Japan ends recession as quake scars heal; outlook dim (Reuters)
TOKYO (Reuters) ? Japan's economy rebounded as expected in the third quarter from a recession caused by a devastating March earthquake on robust exports and consumption, but persistent yen strength and sluggish global growth cloud its outlook.
Gross domestic product grew 1.5 percent in July-September from the previous quarter following three quarters of contraction, matching the median estimate by economists.
On an annualised basis, the economy expanded 6.0 percent against a forecast of a 6.1 percent rise.
Japanese policymakers worry the yen's rise driven by safe-haven demand and doubts about Europe's ability to contain its debt crisis could stall export growth and damage the economy before reconstruction spending trickles in.

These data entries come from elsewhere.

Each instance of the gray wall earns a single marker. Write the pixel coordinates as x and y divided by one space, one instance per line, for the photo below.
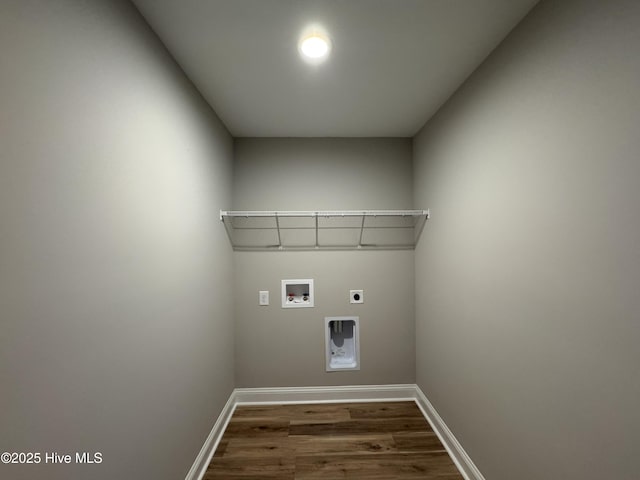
116 330
285 347
527 275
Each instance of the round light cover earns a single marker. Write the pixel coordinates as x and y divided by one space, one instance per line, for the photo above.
314 46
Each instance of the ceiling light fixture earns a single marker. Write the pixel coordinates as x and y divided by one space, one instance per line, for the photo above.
314 46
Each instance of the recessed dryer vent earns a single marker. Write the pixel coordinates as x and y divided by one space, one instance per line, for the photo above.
342 343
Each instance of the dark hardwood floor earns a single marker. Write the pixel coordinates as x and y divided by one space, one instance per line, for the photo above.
373 441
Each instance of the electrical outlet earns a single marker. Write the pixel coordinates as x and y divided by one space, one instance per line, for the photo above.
356 296
264 297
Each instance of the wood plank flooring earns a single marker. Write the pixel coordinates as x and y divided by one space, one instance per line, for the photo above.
373 441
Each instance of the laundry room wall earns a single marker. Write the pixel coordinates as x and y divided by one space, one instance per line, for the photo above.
116 324
527 274
285 347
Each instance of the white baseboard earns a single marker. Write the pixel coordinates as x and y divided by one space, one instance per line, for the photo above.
464 463
203 459
334 394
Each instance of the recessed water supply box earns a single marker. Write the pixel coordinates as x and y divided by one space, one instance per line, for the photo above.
342 343
297 293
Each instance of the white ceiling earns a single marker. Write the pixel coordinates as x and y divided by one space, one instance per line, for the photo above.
393 64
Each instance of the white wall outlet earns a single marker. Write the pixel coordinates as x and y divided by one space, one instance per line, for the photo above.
356 296
264 297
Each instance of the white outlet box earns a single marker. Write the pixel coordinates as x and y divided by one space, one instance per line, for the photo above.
264 297
297 293
356 296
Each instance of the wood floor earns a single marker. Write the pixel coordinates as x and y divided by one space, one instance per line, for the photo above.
373 441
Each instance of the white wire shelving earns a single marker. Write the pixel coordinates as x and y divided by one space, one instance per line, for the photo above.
324 230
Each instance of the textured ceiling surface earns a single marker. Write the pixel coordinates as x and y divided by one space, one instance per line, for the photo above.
393 63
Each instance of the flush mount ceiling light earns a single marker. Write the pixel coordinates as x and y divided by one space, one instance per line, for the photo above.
314 45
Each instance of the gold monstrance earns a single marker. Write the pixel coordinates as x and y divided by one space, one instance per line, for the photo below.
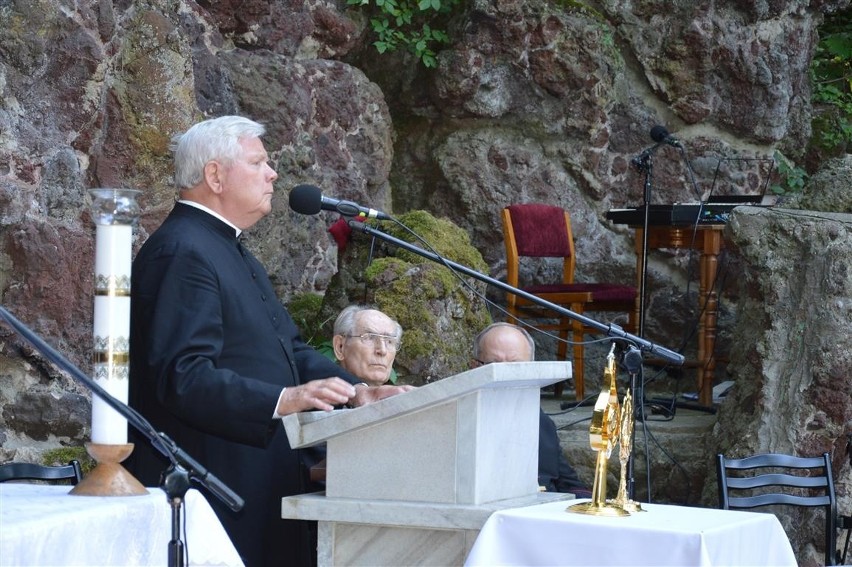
625 445
603 435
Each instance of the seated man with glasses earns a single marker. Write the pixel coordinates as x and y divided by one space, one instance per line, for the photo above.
504 342
365 343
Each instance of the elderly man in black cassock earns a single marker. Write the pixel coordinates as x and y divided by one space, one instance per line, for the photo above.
216 359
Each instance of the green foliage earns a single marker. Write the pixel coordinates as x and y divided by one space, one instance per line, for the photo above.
412 25
831 76
792 177
304 309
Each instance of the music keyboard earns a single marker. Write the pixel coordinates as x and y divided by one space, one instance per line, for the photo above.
674 215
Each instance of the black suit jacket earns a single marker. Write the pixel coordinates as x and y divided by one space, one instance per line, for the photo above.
211 348
555 473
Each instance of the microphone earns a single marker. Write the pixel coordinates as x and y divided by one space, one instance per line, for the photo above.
660 135
309 200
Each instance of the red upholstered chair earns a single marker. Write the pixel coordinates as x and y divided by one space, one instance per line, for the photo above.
544 231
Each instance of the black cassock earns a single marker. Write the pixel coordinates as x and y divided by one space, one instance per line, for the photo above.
211 347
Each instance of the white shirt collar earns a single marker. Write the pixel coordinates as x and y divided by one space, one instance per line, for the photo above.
211 212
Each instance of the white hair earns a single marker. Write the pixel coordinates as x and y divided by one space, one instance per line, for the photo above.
214 139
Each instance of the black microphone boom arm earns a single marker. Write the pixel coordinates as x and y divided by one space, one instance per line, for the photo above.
610 330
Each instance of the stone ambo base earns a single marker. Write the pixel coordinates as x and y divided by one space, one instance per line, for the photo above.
109 478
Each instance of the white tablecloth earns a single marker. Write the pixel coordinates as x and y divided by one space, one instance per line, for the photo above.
663 535
44 525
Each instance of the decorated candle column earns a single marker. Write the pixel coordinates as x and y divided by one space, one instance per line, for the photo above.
115 213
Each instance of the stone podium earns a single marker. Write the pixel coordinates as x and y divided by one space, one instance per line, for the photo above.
411 479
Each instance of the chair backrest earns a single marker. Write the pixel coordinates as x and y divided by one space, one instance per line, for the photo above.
775 479
32 471
538 231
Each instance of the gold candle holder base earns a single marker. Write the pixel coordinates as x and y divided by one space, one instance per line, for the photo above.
593 509
109 478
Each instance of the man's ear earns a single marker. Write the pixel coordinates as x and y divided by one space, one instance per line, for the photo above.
213 176
337 343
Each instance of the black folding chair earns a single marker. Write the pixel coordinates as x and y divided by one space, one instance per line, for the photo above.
31 471
764 480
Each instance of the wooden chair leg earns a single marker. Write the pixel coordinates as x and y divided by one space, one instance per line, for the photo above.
579 382
561 354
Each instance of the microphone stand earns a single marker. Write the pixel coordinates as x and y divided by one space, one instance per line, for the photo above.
183 469
610 330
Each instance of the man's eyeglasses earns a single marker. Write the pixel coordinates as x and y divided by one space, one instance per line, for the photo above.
390 342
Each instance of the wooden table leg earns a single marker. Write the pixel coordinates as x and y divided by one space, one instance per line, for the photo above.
708 304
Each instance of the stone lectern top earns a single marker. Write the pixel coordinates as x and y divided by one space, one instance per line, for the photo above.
471 438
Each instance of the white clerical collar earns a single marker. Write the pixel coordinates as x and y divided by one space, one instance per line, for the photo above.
211 212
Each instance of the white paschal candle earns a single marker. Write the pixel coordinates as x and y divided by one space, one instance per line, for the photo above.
111 332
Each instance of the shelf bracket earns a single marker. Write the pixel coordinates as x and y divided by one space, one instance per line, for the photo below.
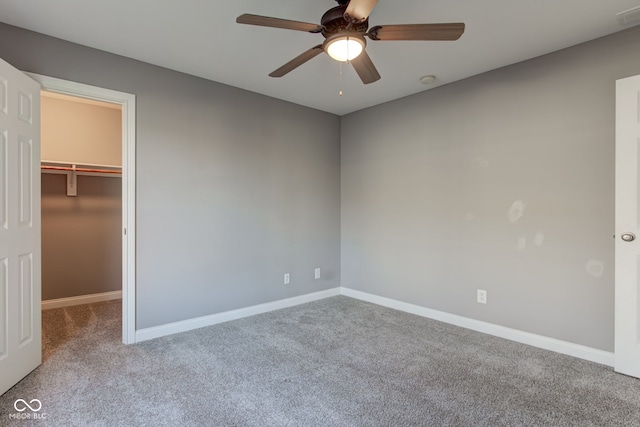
72 183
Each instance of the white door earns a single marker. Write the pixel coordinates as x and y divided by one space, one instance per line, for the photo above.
20 315
627 227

Some economists predict the economy may shrink again in the final quarter of this year as floods in Thailand and moderating growth of emerging economies add to its woes.
"Growth in the fourth quarter is likely to slow partly due to the flooding in Thailand," said Yasuo Yamamoto, senior economist at Mizuho Research Institute in Tokyo.

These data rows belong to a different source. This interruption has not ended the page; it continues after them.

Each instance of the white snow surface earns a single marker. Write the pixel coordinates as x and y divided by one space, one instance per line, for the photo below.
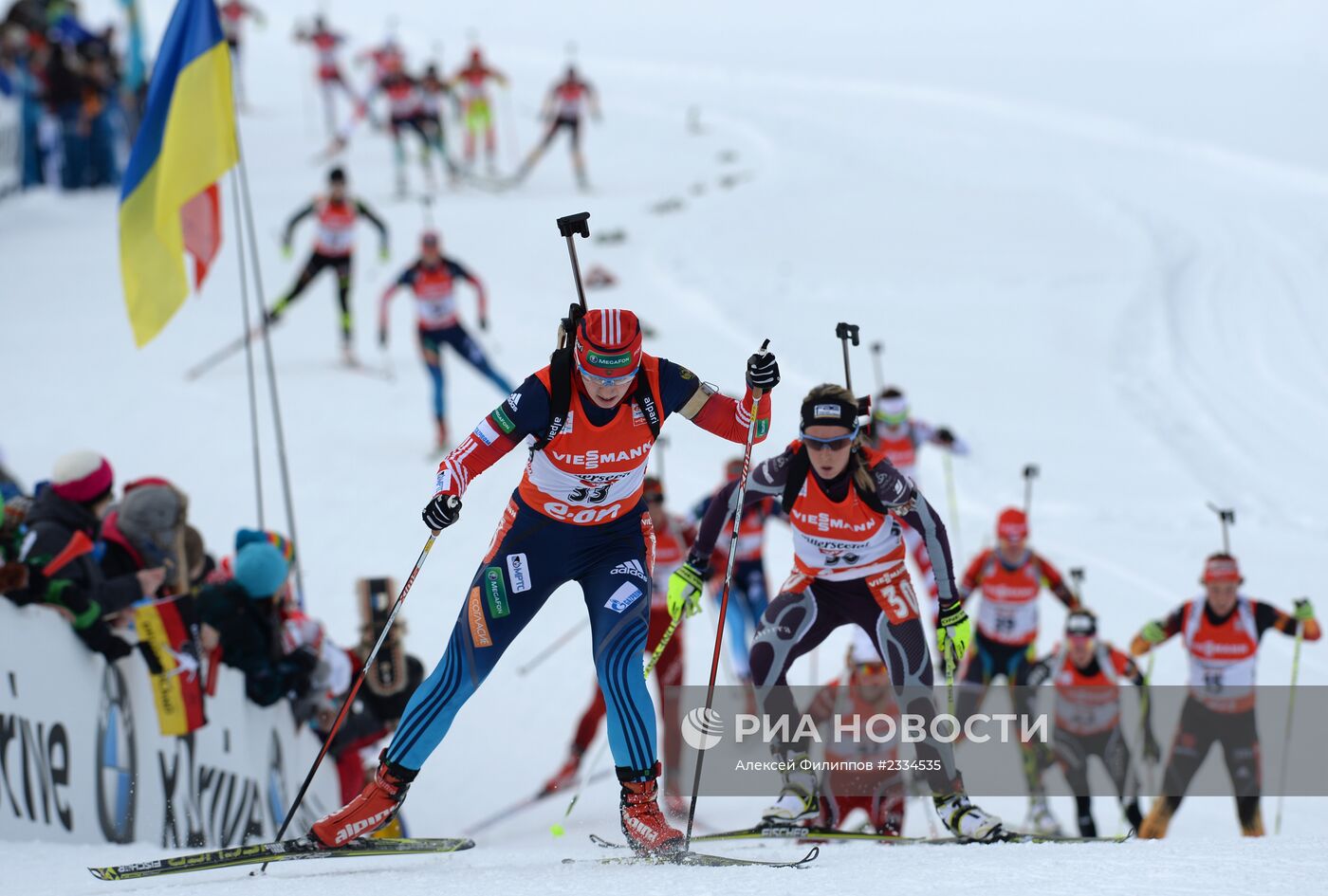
1091 235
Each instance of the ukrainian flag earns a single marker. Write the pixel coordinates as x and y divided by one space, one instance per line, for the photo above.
185 143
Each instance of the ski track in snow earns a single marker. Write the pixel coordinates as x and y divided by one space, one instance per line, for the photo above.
1138 308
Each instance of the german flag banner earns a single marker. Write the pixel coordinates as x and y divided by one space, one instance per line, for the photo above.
176 681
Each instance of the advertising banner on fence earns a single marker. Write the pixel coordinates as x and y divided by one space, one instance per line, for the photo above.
83 759
10 145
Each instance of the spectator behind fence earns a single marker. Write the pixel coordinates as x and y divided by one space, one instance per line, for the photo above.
75 106
59 551
145 530
242 617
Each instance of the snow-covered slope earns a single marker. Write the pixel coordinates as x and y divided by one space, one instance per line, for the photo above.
1091 235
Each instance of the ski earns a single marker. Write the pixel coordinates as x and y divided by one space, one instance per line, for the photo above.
222 354
833 835
1016 836
262 852
520 806
781 832
699 859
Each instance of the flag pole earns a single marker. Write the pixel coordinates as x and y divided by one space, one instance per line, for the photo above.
283 467
249 351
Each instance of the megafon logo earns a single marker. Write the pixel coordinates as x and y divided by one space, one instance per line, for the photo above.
703 727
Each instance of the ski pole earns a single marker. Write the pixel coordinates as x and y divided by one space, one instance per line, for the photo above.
724 594
876 351
657 454
1029 474
355 689
1291 709
1144 716
1227 518
583 779
554 647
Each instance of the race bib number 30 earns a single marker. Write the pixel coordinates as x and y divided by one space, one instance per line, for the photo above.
894 594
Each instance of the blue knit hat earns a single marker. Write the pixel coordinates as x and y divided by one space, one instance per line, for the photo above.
261 568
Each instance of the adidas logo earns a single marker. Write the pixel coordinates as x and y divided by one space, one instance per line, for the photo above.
356 829
630 568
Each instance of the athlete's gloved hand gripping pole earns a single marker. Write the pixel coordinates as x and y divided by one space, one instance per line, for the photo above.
687 583
763 375
453 504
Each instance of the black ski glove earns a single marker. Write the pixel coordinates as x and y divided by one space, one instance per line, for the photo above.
763 372
441 511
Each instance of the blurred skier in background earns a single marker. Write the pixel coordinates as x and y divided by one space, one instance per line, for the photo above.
747 591
327 44
433 279
898 434
1221 631
335 215
471 85
564 108
234 12
1086 673
1011 576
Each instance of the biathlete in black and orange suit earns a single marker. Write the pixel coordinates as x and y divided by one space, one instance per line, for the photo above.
1011 577
1221 632
594 414
564 109
673 535
334 246
860 774
849 568
1086 674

"Looking further ahead, public works spending is likely to start rising as reconstruction work gathers pace and this will contribute to GDP. However, external demand isn't likely to contribute much to Japan's growth in the future due to Europe's problems."

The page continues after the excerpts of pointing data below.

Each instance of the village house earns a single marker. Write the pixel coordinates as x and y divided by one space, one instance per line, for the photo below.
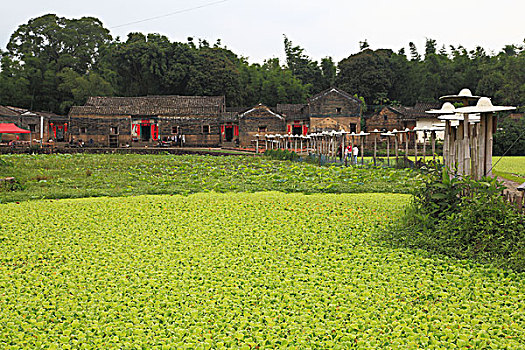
42 125
401 118
141 121
334 109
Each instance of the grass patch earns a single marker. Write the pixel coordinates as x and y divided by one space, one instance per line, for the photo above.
92 175
262 270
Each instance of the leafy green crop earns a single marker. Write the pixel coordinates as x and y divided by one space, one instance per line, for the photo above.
75 176
512 168
239 270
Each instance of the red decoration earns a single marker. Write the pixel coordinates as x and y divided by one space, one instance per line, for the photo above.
155 132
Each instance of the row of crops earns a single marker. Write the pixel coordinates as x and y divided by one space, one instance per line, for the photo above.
80 176
239 270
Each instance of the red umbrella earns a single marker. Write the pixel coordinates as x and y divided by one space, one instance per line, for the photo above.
10 128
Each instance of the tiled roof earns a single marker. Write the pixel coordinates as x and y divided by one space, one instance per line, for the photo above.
334 90
152 105
291 108
8 111
418 111
261 108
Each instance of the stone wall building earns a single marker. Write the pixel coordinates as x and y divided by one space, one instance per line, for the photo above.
334 109
114 121
205 120
401 118
259 120
42 125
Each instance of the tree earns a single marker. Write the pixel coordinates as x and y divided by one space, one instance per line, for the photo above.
367 73
414 55
302 67
363 45
509 137
39 50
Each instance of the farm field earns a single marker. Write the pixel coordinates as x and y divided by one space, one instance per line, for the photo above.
90 175
512 168
239 270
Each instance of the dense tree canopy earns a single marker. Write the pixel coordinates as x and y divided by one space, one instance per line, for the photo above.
52 63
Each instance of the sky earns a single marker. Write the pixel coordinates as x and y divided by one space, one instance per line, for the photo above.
254 29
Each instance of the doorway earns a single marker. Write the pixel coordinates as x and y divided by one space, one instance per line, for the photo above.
145 132
228 133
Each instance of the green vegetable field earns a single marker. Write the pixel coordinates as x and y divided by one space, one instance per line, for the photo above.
239 270
95 175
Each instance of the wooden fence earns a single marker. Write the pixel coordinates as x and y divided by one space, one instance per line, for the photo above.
516 199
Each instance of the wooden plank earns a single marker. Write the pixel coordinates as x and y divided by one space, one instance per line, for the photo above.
488 145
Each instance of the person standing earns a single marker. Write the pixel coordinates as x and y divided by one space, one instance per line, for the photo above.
348 154
355 153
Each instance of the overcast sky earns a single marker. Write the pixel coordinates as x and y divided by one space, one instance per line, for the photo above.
255 29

Net exports contributed 0.4 percentage point to GDP growth, the first positive contribution in five quarters, thanks to companies' quick efforts to mend supply chains and factories broken by the March earthquake and tsunami.
Private consumption, which makes up about 60 percent of the economy, grew a stronger than expected 1.0 percent, while corporate capital spending was up 1.1 percent in line with forecast.
Japan's economy was knocked into a recession by the March disaster that devastated northeast coasts and triggered the world's worst nuclear crisis since Chernobyl In 1986.
Its recovery prospects are increasingly under threat despite Tokyo's attempts to tame the high-flying currency, driven by safe-haven demand and doubts about Europe's ability to contain its debt crisis.
Japanese authorities sold a record amount of yen worth an estimated 7.7 trillion yen($100 billion)and the Bank of Japan eased monetary policy last month but those steps had only short-lived impacts.
Data last week showed companies were pessimistic about the outlook, although the planed 12.1 trillion yen ($157 billion)supplementary budget to finance post-quake reconstruction keeps intact market expectations for a boost from reconstruction-related demand.